Collectively, these bills represent the most significant congressional efforts in a decade to stabilize U.S. patent eligibility law and strengthen reliability for patent holders.

5. Generative AI and Copyright Law (Key Cases & Developments)

Generative AI systems continue to generate an unprecedented wave of copyright litigation, with many disputes centered on whether training AI models on copyrighted material qualifies as fair use and whether AI‑generated outputs can receive copyright protection.

Major Themes:

  • Training Data and Fair Use: Courts are grappling with whether mass ingestion of copyrighted text, images, and audio constitutes a transformative use under the four‑factor fair‑use test.
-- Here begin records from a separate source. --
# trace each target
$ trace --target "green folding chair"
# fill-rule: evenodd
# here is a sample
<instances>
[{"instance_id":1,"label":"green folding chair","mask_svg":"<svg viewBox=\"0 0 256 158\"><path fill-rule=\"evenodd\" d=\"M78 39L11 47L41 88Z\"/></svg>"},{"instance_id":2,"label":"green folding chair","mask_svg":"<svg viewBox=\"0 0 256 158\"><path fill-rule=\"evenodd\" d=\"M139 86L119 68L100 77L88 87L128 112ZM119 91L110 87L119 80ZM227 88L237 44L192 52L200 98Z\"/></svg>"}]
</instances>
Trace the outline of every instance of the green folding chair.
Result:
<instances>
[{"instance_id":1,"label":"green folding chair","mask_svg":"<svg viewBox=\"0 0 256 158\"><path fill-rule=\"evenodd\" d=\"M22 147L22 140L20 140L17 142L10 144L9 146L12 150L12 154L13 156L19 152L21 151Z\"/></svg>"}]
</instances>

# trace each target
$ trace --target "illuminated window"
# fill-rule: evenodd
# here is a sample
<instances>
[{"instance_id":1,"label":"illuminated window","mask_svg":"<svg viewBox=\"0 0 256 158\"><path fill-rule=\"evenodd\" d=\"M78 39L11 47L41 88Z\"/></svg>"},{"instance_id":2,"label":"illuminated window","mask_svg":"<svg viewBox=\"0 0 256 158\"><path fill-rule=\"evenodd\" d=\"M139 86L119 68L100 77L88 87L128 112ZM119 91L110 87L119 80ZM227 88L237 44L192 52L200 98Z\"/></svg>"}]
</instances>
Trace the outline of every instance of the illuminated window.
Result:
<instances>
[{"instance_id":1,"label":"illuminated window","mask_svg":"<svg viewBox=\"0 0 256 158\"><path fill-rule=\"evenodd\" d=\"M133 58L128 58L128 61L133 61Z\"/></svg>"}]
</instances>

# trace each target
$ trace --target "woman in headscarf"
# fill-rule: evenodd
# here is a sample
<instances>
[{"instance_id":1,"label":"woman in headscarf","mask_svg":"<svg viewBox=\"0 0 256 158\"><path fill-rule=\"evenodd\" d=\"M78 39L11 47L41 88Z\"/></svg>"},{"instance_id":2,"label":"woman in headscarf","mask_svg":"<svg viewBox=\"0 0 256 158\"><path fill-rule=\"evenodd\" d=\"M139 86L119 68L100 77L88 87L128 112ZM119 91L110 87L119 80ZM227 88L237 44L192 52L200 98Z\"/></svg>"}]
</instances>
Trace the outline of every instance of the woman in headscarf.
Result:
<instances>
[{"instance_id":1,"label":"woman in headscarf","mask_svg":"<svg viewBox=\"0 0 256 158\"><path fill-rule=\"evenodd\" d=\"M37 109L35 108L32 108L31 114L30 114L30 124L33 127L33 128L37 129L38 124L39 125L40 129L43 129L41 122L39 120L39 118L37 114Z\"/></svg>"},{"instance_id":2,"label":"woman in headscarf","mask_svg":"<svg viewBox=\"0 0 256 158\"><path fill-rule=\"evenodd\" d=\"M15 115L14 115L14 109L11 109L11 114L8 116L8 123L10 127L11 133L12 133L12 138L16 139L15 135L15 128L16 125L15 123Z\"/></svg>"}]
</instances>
The year 2025 saw the significant Bartz v. Anthropic settlement ($1.5 billion), highlighting financial exposure tied to unlicensed training on pirated datasets.
  • Human Authorship Requirement: The U.S. Copyright Office continues to reject copyright claims for AI‑generated content lacking meaningful human authorship. Courts have likewise reaffirmed that copyrighted works must reflect human creativity.
  • High‑Profile Media Lawsuits: Media organizations—including The New York Times—have sued OpenAI and Microsoft for allegedly training LLMs on millions of copyrighted articles. The litigation also triggered unprecedented data‑preservation orders requiring OpenAI to retain hundreds of millions of ChatGPT user logs, raising privacy and compliance concerns for all AI developers.
  • Broader AI Litigation Landscape: Multiple suits (including against OpenAI, Microsoft, Google, Anthropic, Midjourney, and Stability AI) continue to examine infringement theories, DMCA circumvention, derivative‑work creation, and output‑level copying. The legal landscape remains fluid, with appellate courts poised to shape foundational AI‑copyright doctrine in 2026.

DISCLAIMER: Because of the generality of this update, the information provided herein may not be applicable in all situations and should not be acted upon without specific legal advice based on particular situations. Attorney Advertising.